Venture Capital Pours $600 MIllion Into Plankton Bio-Tech

Venture Capital Pours $600 MIllion Into Plankton Bio-Tech

The Sorcerer II Global Ocean Sampling Expedition: Northwest Atlantic through Eastern Tropical Pacific

J. Craig Venter’s GOS has sequenced 6.3 billion base pairs of DNA and identified 1.2 million new genes, according to three papers published this week in the open-access journal, PLoS Biology read here…

“Our results highlight the astounding diversity contained within microbial communities, as revealed through whole-genome shotgun sequencing carried out on a global scale,” Venter and co-authors, led by Douglas Rusch. “Our ability to make these observations derived from not only the large volumes of data but also from the development of new tools and techniques to filter and organize the information in manageable ways.”
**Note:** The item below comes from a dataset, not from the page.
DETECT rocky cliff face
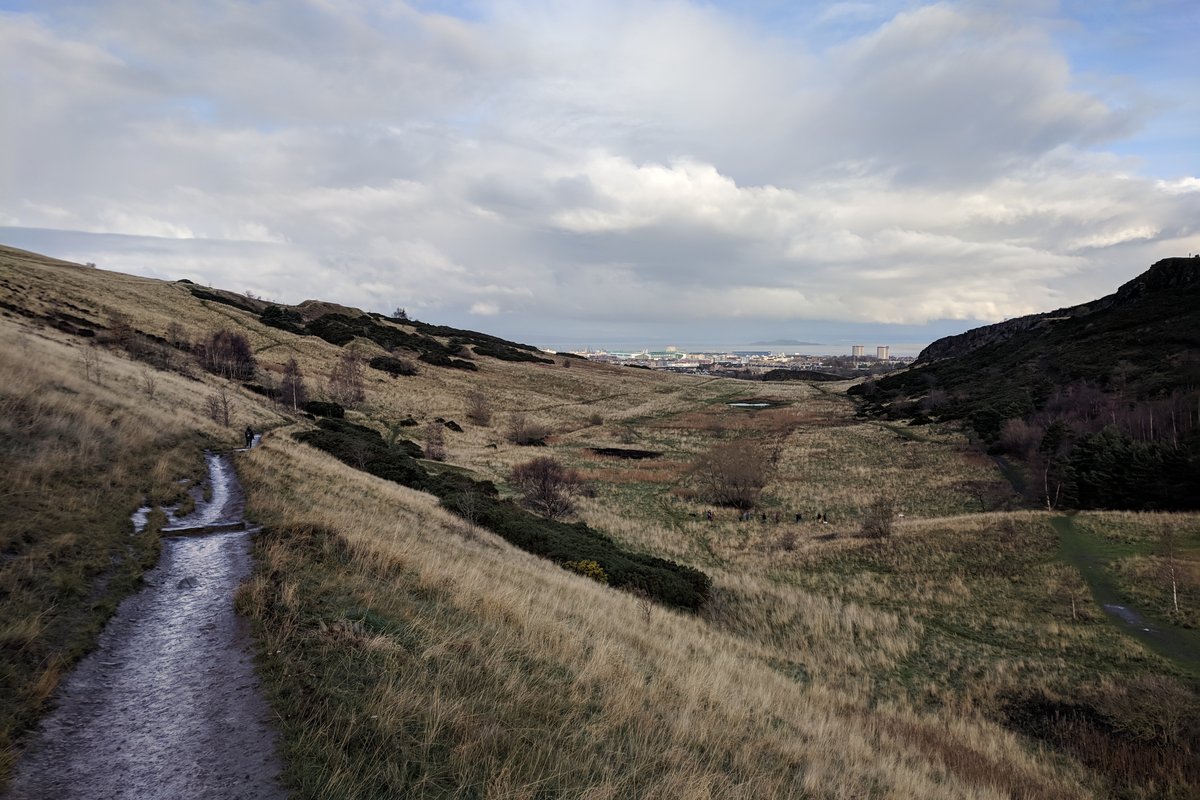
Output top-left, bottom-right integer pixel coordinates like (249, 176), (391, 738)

Sorcerer II Plankton Science Yacht

Sorcerer II Plankton Science Yacht

The papers report the results of the 8,000 km journey of the Sorcerer II, Venter’s “floating lab,” that began sampling marine microbes from Nova Scotia to French Polynesia in February 2003. After the Sargasso pilot study (see “Venter Makes Waves Again,” Bio-IT World, April 2004), Venter sailed down the eastern coast of North America, the Caribbean, through the Panama Canal, and into the South Pacific. The team dropped anchor every 200 miles to collect ocean samples, including sampling in several locations around the Galapagos Islands.

The group studied 41 samples (including data from the pilot study) of marine planktonic microbiota collected from water at the ocean’s surface, about one foot deep in Ecuador, to more than 4,500 meters deep off of Mexico’s Yucatan Peninsula. The filtered samples were subject to genome shotgun sequencing and assembled using a modified version of the Celera Assembler program.

Where has it led…  Recently, ExxonMobil has partnered with Craig Venter, sequencer of the human genome and creator of synthetic life, and invested $600 million in their own algal biofuel research program– they must have seen some potential in this ‘weird’ technology then.